As the Iranian nuclear talks went well beyond the stated deadline of midnight on Tuesday, both oil benchmarks found support overnight, but began Asian trading marginally lower.
At 07:15 on Thursday, the Brent front month futures contract was trading down 36 cents or 0.63% at $56.74 per barrel while the WTI was trading down 42 cents or 0.84% at $49.67 per barrel.
Jasper Lawler, market analyst at CMC Markets, said: “Iran nuclear talks continue to dominate the direction of oil prices where negotiations have been extended by 24 hours twice. Having fallen sharply from the peaks reached after the Yemen air strikes, crude oil pulled higher on Wednesday with no Iran agreement in place.”

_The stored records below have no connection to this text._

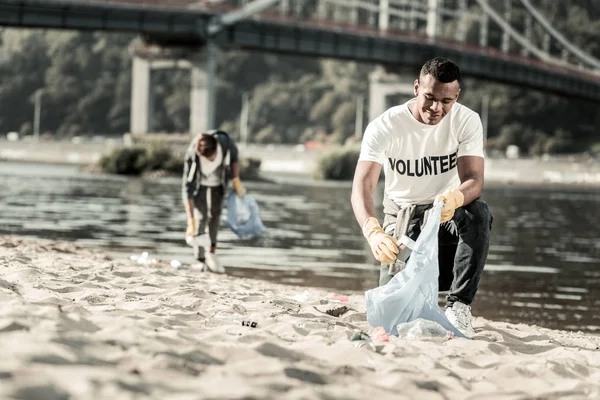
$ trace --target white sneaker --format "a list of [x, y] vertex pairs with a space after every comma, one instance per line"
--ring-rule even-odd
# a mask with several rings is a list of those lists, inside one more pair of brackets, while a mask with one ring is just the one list
[[217, 255], [215, 253], [206, 253], [205, 254], [206, 257], [206, 266], [208, 267], [208, 269], [210, 269], [212, 272], [215, 272], [217, 274], [224, 274], [225, 273], [225, 267], [223, 267], [223, 264], [221, 264], [221, 262], [219, 261], [219, 258], [217, 257]]
[[471, 325], [471, 306], [455, 301], [452, 308], [446, 308], [446, 318], [466, 337], [470, 338], [475, 335], [475, 330]]

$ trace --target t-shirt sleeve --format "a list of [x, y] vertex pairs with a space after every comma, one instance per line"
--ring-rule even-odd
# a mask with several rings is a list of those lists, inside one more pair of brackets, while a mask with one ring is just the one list
[[469, 115], [461, 126], [457, 156], [484, 157], [483, 126], [476, 113]]
[[383, 164], [385, 161], [385, 143], [389, 137], [385, 128], [377, 121], [371, 122], [363, 136], [358, 161], [372, 161]]

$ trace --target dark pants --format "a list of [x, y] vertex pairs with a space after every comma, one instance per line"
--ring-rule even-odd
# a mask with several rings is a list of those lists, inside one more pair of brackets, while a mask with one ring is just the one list
[[[415, 211], [406, 233], [411, 239], [417, 240], [421, 233], [423, 215], [428, 208], [419, 207]], [[473, 302], [490, 247], [492, 219], [488, 205], [477, 199], [457, 208], [454, 217], [440, 225], [438, 282], [440, 291], [448, 291], [448, 307], [455, 301]], [[389, 264], [381, 264], [379, 285], [392, 279], [393, 275], [388, 272]]]
[[[212, 247], [217, 246], [217, 233], [221, 224], [221, 210], [223, 209], [223, 194], [225, 188], [220, 186], [200, 186], [198, 194], [194, 197], [196, 214], [196, 232], [205, 233], [208, 228], [208, 237]], [[204, 247], [194, 246], [196, 260], [204, 261]]]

Nonetheless, anecdotal evidence suggests the prospect of Iranian crude flooding the market appear to be exaggerated. The Islamic republic is said to have up to 40 million barrels of crude oil stocked up ready for export should sanctions be lifted.

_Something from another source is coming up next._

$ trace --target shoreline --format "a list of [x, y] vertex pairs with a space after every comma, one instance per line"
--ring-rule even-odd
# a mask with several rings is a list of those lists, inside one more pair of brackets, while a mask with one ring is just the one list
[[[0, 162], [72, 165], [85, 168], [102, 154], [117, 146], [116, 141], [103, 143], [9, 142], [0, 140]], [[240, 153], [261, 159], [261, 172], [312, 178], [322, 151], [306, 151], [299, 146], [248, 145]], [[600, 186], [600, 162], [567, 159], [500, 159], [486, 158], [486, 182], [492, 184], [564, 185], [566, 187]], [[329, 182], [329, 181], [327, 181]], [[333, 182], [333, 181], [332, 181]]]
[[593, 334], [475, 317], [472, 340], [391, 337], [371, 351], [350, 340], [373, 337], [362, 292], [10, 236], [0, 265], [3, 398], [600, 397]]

While an Iranian settlement was worthy of furthering bearish sentiment, two spot traders and four ship brokerage contacts in Rotterdam, The Netherlands, told ShareCast that it will take at until June for the cargo to be moved.
Meanwhile, a relatively weaker dollar lent support to precious metals including gold and silver, but base metals continued their tepid run. At 07:45 on Thursday, Dubai Gold Futures were trading down a fraction by 0.2% at $1183.50 an ounce. Overnight, silver ended down 0.2% at $16.56 an ounce.

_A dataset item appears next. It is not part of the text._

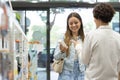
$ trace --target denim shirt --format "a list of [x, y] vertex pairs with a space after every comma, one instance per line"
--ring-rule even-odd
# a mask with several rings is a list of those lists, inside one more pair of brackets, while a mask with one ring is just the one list
[[[78, 40], [81, 41], [80, 38]], [[64, 62], [63, 70], [73, 71], [74, 61], [76, 60], [75, 55], [77, 54], [73, 43], [71, 43], [69, 47], [69, 52], [70, 54], [66, 57], [66, 53], [62, 53], [60, 51], [59, 43], [58, 43], [58, 45], [56, 46], [55, 52], [54, 52], [54, 59], [64, 58], [65, 62]], [[77, 56], [77, 60], [80, 60], [78, 59], [78, 56]], [[85, 71], [85, 65], [81, 64], [80, 61], [79, 61], [79, 69], [81, 72]]]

Elsewhere, lacklustre Chinese manufacturing data dented overnight confidence in copper. At 16:35 on Wednesday, the three-month copper contract was trading at $6018.00, down 57 cents or 0.9%.
Chris Beauchamp, senior market analyst at IG said: “Gold and silver looked firmly weaker Wednesday morning, continuing their form of recent days, but the afternoon’s data provided buyers with the excuse that they had been waiting for as the dollar and equities declined.”
“Gold moved back to $1200, and the swift reversal meant the metal enjoyed its best day in two weeks. Oil rallied hard as well, but this commodity is still stuck in an endless chop-chop battle between buyers and sellers, making life very difficult for all concerned.”